Definition Interface (implicit)
An interface is just "the set of methods/attributes a piece of code uses." If total_area(shapes) only ever calls s.area(), then the interface it demands is simply: has a slot named area you can run. Nothing more.
Intuition Why the topic needs this
This is the whole punchline of duck typing: Python never writes the interface down anywhere; it's whatever slots your code happens to reach for . "If it walks like a duck…" means: if the box has the slots I use, I don't care what stamp made it.
Definition Method Resolution Order (MRO)
When one class is built on top of another (Dog(Animal)), a slot might live in the child, or up in the parent. The MRO is the ordered list Python walks — child first, then parents — looking for the slot. First match wins.
Intuition Why the topic needs this
The parent note's formula literally reads type(x).__mro__. Overriding (Mistake C) only makes sense once you see the dot walks this list and stops at the first hit — so a child's speak shadows the parent's without erasing it. Full detail lives in Method Resolution Order (MRO) .
object = box with data plus behaviors
class = stamp that makes boxes
dot = reach into a box for a slot
method plus parens = run the behavior
self = the box the method runs on
exception and raise = it cannot do that
interface = the set of slots code uses
MRO = search order across inherited boxes
POLYMORPHISM = one call, many behaviors
Read it top to bottom: boxes and stamps come first, the dot and the call sit in the middle, and the interface plus the failure-signal plus the search order all feed the one idea at the bottom.

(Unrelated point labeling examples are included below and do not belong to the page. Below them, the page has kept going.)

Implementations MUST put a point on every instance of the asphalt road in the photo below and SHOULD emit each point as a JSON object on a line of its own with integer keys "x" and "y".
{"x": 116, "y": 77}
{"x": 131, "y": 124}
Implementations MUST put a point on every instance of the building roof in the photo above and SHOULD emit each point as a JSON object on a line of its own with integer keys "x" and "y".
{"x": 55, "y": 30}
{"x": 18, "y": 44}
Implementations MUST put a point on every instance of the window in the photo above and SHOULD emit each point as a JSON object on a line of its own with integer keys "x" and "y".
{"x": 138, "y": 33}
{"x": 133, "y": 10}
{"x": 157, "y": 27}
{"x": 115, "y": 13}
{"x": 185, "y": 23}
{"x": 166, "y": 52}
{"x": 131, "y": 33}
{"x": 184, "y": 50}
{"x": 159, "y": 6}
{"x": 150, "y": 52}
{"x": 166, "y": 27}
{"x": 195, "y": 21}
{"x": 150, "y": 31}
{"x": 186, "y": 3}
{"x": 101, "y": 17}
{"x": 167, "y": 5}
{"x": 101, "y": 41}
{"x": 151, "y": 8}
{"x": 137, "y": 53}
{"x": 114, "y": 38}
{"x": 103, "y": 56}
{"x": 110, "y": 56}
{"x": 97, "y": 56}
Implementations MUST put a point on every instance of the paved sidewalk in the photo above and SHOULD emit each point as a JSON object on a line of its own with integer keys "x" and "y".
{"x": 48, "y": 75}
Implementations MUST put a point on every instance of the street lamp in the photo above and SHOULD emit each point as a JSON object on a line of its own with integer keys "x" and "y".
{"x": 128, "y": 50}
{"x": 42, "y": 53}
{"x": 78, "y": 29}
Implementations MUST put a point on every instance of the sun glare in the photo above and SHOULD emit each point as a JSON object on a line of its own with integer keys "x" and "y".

Test yourself — cover the right side and answer out loud before revealing.
What is an object, in one picture? A labelled box holding both data and behaviors (instructions).
What does a class do, and what does Dog() return? The class is a stamp/template; Dog() presses it once and returns one instance (box).
In x.speak, what does the dot . do? Reaches into box x and looks for a slot named speak.
What's the difference between x.speak and x.speak()? x.speak hands you the recipe object; x.speak() runs it and hands you the result.
What is self inside a method? The specific box the method was called on, passed in automatically.
What does Python raise when you access a missing slot? AttributeError — "no such attribute on this object."
What does "interface" mean in duck typing? The set of methods/attributes the code actually uses — nothing formally declared.
What does the MRO decide? The order Python searches child-then-parent classes for a slot; first match wins.
State the one core idea in a sentence. Python asks "does x have this method?" not "what type is x?" — so any box with the right slots plugs in.